One method I have noticed with some advertisers is their use of comment posting on other blogs, for link-building. It is with this method that they can boost traffic to their sites and rise up in the ranks of search engine importance. Another method is for advertisers to make use of text-link ad companies. While there are arguments that these don’t work, SEO-wise (mainly because of rel=nofollow, and because Google wants to penalize paid links) these are still useful, particularly when you consider other search engines.

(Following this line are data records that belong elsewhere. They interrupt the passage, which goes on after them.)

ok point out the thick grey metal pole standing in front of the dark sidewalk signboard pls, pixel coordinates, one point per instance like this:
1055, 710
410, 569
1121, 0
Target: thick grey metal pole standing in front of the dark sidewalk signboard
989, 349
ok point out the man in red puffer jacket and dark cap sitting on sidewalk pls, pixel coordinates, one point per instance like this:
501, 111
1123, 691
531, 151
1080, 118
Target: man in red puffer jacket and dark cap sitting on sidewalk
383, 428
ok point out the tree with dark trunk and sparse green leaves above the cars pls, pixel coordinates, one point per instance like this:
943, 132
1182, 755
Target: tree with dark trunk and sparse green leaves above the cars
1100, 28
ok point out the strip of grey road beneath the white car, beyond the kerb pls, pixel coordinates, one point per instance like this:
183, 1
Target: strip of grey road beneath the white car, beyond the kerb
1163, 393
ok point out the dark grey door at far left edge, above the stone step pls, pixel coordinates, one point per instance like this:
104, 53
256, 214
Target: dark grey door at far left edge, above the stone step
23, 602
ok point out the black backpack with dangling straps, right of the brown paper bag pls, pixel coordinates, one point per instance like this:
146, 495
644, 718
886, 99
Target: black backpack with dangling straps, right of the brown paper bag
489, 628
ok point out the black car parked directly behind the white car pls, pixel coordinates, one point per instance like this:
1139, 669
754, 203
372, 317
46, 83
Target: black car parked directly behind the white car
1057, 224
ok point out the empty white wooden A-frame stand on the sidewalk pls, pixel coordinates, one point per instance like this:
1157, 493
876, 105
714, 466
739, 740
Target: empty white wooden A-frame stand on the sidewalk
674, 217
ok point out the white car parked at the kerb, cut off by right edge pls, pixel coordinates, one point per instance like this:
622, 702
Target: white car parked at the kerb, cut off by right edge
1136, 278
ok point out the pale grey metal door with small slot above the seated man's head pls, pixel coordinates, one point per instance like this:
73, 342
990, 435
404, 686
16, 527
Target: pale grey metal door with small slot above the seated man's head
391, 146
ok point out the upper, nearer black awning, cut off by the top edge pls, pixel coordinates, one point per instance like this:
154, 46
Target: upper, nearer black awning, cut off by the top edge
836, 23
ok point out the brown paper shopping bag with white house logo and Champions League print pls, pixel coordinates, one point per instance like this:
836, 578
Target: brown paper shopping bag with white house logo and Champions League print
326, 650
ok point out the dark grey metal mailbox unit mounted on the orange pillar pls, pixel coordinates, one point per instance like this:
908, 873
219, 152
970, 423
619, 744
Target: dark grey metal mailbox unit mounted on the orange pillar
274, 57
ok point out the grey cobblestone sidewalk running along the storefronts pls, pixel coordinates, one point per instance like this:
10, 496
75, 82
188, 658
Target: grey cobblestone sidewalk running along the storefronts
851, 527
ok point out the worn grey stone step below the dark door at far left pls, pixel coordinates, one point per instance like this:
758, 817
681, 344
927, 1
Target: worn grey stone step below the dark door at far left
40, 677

Advertisers favor blogs that are ranked high on traffic-ranking sites like Alexa, and that have good Google PageRank. With this, it would be a plus to their business if there were a tool for them or for the ad companies to find higher-ranking blogs to advertise for them. Blog ranking sites like Technorati and even blogsearch portal may well be the solution.

We discussed Google blogsearch before in brief. You can access this either directly at http://blogsearch.google.com or on the google.com page by clicking on the “more” button for more Google services, or even through alternative entry points, like search.blogger.com and even by using the Blogger navbar to conduct a search.

So how can Blogsearch help with advertising and marketing? Simple. When you search for blogs via keyword, you can sort results by relevance and date. And the results sorted by relevance would tell you which blogs rank high in queries for your keywords. It’s almost the same as doing a Google search (not blog search, but generic search) for popular sites, but the difference is that this is for blogs, and you can almost always leave links on these blogs, either by leaving feedback on the comment threads, buying AdWords ads or TLA ads, if the blogger has these on his/her site.

The basic concept is that you would rather buy links on a site ranking high for your keyword rather than some site that is not as related. And it’s easier to get links from these blogs (especially with comment threads) rather than static websites, which may not be that interactive or dynamic.

Quite a simple idea, I think. This is actually the purpose of Blogsearch–to seek out relevant blogs. But this time, it’s from a new perspective.